However, not only regulatory bodies will require explainability. From the physician point-of-view, black-box approaches might be unacceptable [12,32]. Clinical guidelines for CDSS may therefore profit from explainable predictions. While it has been argued that we have accepted similar uncertainty in medical decision making to date and accuracy alone can be sufficient [33], we would argue that explainability is a must-have when it can be added without limiting the accuracy, as our results suggest. Nonetheless, explainability is a supportive tool and is not a substitute for rigorous clinical validation of any CDSS [33].

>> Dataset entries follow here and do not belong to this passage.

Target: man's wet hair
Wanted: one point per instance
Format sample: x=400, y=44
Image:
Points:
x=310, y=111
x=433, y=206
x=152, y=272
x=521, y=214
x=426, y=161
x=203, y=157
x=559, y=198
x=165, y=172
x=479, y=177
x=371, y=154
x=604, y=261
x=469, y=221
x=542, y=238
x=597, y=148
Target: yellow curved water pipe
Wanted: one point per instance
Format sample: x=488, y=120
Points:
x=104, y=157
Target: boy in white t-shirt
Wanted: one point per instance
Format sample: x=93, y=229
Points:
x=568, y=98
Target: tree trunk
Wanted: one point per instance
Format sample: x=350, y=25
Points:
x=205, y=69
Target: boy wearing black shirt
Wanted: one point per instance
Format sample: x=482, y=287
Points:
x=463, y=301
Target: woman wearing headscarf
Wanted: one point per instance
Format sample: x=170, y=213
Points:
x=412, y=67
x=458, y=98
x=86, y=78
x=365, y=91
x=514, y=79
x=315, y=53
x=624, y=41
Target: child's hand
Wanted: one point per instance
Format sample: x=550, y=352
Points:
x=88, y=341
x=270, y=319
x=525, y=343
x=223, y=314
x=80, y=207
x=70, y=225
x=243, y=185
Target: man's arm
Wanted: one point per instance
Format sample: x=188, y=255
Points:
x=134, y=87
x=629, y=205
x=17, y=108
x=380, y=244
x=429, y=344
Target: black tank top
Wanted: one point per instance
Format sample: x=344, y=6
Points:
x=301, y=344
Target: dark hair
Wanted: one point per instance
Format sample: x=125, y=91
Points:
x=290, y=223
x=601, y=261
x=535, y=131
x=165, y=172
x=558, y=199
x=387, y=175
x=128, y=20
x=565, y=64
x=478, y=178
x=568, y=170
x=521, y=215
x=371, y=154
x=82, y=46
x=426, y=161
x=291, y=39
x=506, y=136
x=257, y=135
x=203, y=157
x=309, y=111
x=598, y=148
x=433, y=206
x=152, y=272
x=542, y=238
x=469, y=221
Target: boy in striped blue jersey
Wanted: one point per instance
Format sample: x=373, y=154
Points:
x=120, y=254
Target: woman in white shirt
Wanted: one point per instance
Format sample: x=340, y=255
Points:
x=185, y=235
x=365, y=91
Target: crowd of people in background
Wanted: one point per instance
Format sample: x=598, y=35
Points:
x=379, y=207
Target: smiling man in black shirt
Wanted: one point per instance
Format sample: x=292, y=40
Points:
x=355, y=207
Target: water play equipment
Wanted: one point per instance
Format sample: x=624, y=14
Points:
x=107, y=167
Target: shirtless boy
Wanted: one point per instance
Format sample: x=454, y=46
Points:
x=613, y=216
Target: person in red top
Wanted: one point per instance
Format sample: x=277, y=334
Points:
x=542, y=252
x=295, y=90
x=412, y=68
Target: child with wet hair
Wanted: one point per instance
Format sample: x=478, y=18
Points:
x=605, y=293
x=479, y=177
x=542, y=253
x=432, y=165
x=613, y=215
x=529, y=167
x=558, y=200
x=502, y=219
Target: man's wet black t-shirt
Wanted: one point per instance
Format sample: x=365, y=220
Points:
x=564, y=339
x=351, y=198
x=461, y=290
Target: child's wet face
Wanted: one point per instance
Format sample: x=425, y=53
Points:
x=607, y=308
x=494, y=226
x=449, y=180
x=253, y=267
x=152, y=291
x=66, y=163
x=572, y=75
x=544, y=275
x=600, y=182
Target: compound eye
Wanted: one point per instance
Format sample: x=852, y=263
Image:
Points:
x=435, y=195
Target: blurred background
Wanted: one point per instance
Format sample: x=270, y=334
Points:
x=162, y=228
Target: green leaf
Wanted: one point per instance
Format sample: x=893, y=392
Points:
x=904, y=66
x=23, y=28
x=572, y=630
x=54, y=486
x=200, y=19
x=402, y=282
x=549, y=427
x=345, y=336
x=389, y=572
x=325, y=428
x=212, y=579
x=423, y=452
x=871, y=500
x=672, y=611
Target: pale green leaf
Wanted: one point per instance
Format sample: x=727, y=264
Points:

We have focused in our work on two promising techniques, namely artificial neural nets and tree boosting. ANNs have shown highly promising results in several areas of healthcare such as medical imaging, information extraction from medical texts and electronic health records, and combining several types of input into one predictive model [5]. Also tree boosting has shown high performance across several medical domains [34]. Tree boosting algorithms are also much easier to train than artificial neural nets and their performance is quite immune to feature scaling and collinearity issues. Another major advantage of tree boosting in healthcare is scalability [35] and thus it is also suited for big data analytics, for example data mining from electronic health records (EHR). Here, tree boosting can achieve comparable performance to deep learning techniques [36]. As evidenced by the above, tree boosting and ANNs represent very versatile and well performing modern ML algorithms in healthcare. Thus, our work is of high practicality for future research and for clinical decision support development.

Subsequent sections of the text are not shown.